En cierto modo el protagonista de La felicidad nunca viene sola es una especie de alter ego del personaje que Hugh Grant interpretaba en Un niño grande. Un hombre que ya no es un jovencito pero que vive como si lo fuera, trabajando de compositor de jingles, alternando en un club de jazz, saltando de mujer en mujer y con una madre que le hace la compra y la colada. En su aparentemente perfecta vida se cruza una mujer madura con tres hijos de la cual se enamora. Es entonces cuando el prota se plantea si seguir con su vida de calavera o sentar definitivamente la cabeza.

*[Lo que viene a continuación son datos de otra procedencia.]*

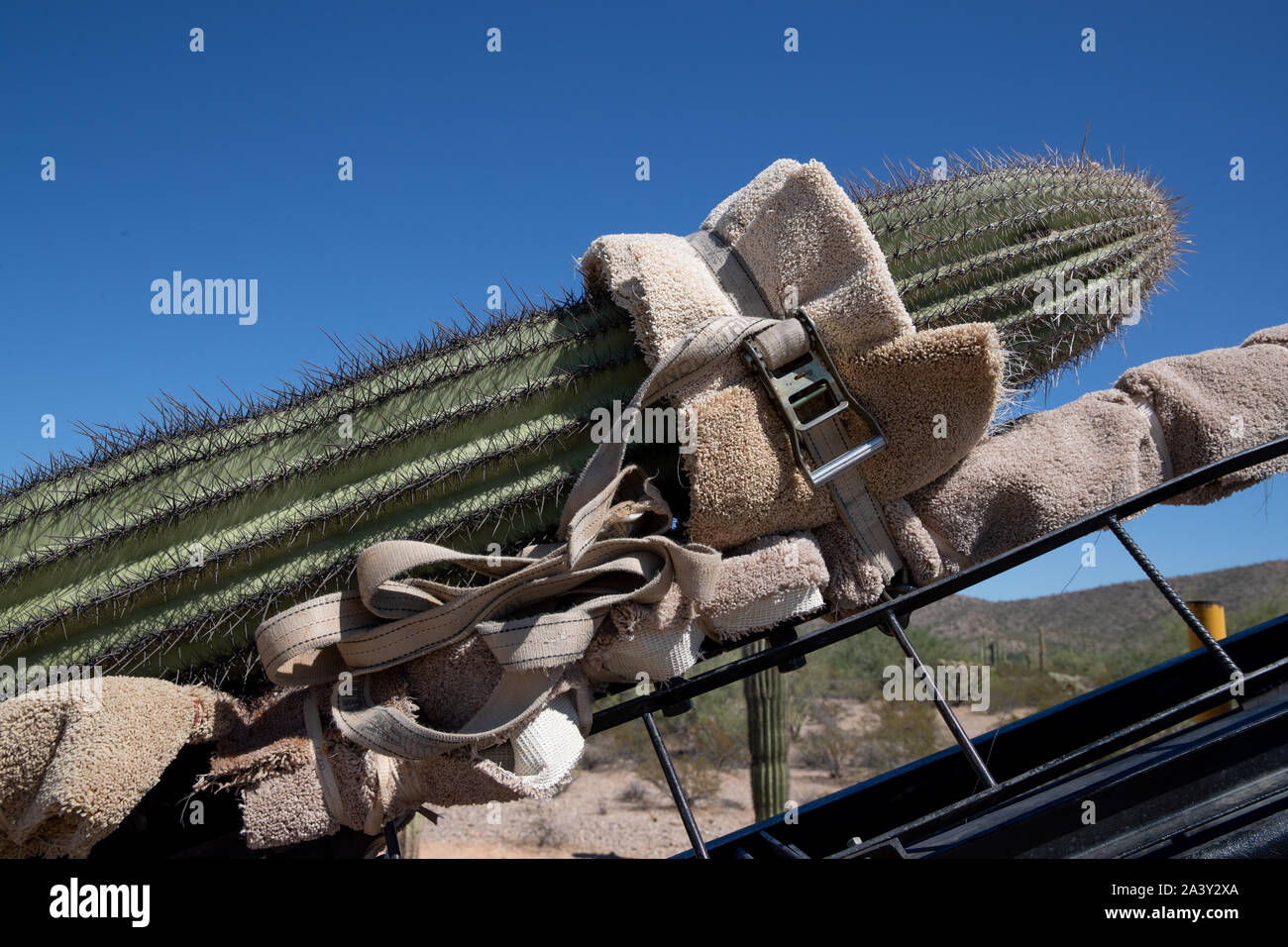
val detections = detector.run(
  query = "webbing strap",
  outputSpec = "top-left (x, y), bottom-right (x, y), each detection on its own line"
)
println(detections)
top-left (255, 309), bottom-right (834, 778)
top-left (686, 231), bottom-right (903, 582)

El argumento como podéis ver no es nada original, es más, en
manos de según quién daría para una comedieta estúpida o excesivamente
edulcorada. Pero los franceses saben darle ese toque de gracia que nos hace
incluso dar crédito a algunos de los giros del guión más forzados. La película
se basa casi exclusivamente en el buen hacer de su pareja protagonista que no
duda en hacer el payaso cuando la comedia física así lo requiere y dar la cara
en las escenas románticas y dramáticas.
Película agradable que te hace pasar un buen rato, esbozar más
de una sonrisa pero que no pasara a la historia más que por comprobar lo
extraordinariamente guapa que se mantiene Sophie Marceau.